The MPs also stressed the importance of the role of inspectors in assessing the culture in care providers. The committee had previously highlighted the importance of the obligation on healthcare professionals to “raise concerns if they recognize, or ought to have recognized, evidence of failure of professional standards”.

The committee argued that a key objective of CQC inspections should be to ensure that each provider organisation recognises and respects this professional obligation and provides proper security to those professional staff who discharge it effectively.

Stephen Dorrell MP, chairman of the committeee, said: “This is an absolutely key finding. CQC inspectors cannot hope to uncover every failure of care; they can and should, however, focus on the culture of the organization to ensure that professionalism is respected and that the proper systems of reporting and accountability operate effectively.

“We are often asked what assurance can be given to whistleblowers. The best answer is to secure an open culture in which the professional obligation to raise concerns is embedded and respected. That is what CQC inspectors should be looking for – and why their inspection activity is so important to patients."

In its response, the CQC pointed out that the committee had highlighted the major challenges the Commission had faced in merging three existing regulators, setting up a new regulatory model, and registering over 39,000 provider locations – including previously unregulated sectors – “against aggressive Parliamentary deadlines and with a 30% budget reduction”.

The CQC said inspection figures were now rising rapidly again – there were 2,527 inspection reports on NHS and social care providers published in April to June 2011, compared to 886 published in the third quarter of 2010/11.

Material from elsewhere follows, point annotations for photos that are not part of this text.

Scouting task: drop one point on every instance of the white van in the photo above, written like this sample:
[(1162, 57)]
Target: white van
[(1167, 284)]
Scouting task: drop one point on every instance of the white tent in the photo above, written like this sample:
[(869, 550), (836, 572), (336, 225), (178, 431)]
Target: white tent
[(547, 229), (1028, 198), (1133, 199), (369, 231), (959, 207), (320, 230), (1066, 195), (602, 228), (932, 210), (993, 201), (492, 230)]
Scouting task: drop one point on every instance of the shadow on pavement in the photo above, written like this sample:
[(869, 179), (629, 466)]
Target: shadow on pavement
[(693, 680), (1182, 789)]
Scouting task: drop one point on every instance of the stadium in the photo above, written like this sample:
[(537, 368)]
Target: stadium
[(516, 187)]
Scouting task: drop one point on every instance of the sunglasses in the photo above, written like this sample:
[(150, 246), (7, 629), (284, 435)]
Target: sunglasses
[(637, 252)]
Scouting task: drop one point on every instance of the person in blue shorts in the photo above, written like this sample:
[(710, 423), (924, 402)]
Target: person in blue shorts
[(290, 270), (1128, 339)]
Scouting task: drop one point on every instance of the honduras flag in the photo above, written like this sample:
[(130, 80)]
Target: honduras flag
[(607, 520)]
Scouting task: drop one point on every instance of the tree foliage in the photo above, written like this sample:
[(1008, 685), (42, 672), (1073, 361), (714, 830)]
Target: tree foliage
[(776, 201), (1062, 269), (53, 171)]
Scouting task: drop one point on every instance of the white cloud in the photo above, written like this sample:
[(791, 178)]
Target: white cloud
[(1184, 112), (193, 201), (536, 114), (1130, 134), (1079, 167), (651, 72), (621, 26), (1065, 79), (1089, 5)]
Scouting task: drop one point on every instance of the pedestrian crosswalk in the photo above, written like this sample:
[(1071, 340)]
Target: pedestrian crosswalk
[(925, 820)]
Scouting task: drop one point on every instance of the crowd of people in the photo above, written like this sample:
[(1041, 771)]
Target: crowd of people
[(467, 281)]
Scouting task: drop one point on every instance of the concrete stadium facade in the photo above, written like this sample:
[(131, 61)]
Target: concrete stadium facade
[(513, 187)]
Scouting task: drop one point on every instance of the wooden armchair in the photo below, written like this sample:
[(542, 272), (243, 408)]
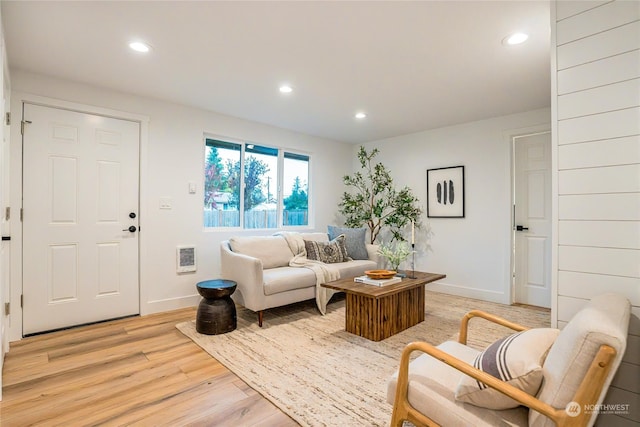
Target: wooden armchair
[(577, 371)]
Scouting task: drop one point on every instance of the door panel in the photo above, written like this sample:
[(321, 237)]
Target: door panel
[(80, 262), (532, 211)]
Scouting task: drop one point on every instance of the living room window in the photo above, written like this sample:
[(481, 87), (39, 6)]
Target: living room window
[(272, 190)]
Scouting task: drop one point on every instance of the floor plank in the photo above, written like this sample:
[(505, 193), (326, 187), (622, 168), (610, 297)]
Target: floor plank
[(135, 371)]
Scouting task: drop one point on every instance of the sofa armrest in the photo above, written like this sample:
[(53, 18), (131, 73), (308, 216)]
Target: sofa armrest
[(372, 251), (246, 271)]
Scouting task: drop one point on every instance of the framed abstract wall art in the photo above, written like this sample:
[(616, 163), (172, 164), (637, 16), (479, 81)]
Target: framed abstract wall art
[(445, 192)]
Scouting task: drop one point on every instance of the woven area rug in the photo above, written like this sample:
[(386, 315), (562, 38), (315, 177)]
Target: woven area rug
[(321, 375)]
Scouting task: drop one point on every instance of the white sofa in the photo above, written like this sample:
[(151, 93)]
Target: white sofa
[(260, 267)]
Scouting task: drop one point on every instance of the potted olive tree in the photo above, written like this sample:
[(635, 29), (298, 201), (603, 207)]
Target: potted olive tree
[(374, 202)]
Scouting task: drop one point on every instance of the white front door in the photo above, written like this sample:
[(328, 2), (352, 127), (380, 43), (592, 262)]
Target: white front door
[(80, 198), (532, 219)]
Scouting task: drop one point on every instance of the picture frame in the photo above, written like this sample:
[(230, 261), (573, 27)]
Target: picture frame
[(445, 192)]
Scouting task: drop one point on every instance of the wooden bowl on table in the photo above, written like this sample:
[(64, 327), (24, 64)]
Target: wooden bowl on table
[(380, 274)]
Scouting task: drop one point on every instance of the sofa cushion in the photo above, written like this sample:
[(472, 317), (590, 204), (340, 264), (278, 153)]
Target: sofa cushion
[(516, 359), (273, 251), (329, 252), (354, 268), (315, 237), (355, 240), (282, 279), (436, 397)]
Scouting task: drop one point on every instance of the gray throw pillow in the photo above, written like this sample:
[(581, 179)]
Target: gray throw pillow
[(355, 240), (327, 252)]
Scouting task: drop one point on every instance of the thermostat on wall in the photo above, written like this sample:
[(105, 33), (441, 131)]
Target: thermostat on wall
[(186, 259)]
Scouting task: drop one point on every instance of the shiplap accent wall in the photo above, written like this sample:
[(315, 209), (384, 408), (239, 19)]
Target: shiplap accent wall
[(597, 138)]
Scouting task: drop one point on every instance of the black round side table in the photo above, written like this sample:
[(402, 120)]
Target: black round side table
[(216, 312)]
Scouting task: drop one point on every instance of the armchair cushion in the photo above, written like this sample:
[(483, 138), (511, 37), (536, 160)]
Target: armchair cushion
[(432, 386), (516, 359)]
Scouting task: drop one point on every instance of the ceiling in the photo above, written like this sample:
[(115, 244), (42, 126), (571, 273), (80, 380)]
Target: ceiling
[(410, 65)]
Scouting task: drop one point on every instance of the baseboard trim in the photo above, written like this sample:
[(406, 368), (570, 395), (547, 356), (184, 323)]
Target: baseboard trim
[(463, 291), (169, 304)]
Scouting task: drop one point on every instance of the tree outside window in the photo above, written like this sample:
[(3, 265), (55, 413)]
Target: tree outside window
[(253, 199)]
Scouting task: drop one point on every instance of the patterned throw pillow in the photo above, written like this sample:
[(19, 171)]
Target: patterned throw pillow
[(516, 359), (327, 252), (355, 240)]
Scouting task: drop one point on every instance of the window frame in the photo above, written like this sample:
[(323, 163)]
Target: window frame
[(279, 190)]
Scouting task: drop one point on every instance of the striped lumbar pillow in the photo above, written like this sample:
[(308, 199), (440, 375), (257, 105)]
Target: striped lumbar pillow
[(516, 359)]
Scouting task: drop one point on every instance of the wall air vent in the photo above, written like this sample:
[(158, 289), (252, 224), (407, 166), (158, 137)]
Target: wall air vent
[(186, 259)]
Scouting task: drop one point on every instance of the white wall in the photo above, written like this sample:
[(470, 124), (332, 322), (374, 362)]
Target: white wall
[(474, 252), (596, 132), (4, 166), (172, 155)]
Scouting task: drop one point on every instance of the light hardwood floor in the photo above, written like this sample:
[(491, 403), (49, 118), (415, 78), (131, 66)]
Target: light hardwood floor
[(136, 371)]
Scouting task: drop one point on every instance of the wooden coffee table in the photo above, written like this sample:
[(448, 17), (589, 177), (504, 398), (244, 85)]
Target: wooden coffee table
[(377, 312)]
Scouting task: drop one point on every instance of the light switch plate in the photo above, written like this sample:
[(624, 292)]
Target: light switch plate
[(165, 203)]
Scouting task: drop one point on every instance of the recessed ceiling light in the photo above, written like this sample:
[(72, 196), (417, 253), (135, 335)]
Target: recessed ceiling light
[(515, 38), (139, 47)]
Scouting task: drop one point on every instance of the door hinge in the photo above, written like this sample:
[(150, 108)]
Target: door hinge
[(22, 123)]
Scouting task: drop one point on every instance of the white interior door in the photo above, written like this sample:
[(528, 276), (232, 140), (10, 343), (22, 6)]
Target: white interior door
[(80, 197), (532, 219)]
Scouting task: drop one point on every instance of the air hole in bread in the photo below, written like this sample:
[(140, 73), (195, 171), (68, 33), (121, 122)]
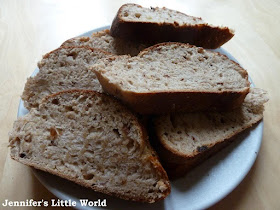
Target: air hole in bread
[(138, 15), (69, 108), (82, 99), (22, 155), (186, 57), (116, 131), (53, 133), (125, 14), (73, 55), (28, 138), (88, 176), (55, 101), (130, 145)]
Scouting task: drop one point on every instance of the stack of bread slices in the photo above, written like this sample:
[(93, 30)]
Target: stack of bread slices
[(88, 101)]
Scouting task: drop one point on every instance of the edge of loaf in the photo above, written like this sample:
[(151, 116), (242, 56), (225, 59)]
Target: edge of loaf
[(39, 139), (176, 160), (202, 34)]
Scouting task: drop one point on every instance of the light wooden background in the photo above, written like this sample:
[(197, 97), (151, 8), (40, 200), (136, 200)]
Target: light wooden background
[(29, 29)]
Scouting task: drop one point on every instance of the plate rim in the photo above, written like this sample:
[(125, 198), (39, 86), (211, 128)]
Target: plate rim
[(259, 126)]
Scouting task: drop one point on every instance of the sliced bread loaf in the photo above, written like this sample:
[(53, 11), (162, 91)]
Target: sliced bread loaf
[(185, 140), (156, 25), (62, 69), (103, 40), (93, 140), (173, 77)]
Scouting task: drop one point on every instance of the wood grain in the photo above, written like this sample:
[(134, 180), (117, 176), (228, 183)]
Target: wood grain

The watchdog is also in the process of recruiting 100 new inspectors after the government’s recruitment freeze was lifted. It has asked the Department for Health for more funds to boost numbers further and to allow it to conduct unannounced inspections of every hospital and care home once a year from April 2012.

The Commission will also consult on changes to the way it regulates. “These changes will simplify, strengthen and improve the way we inspect providers and how we take action where standards are not being met,” it said.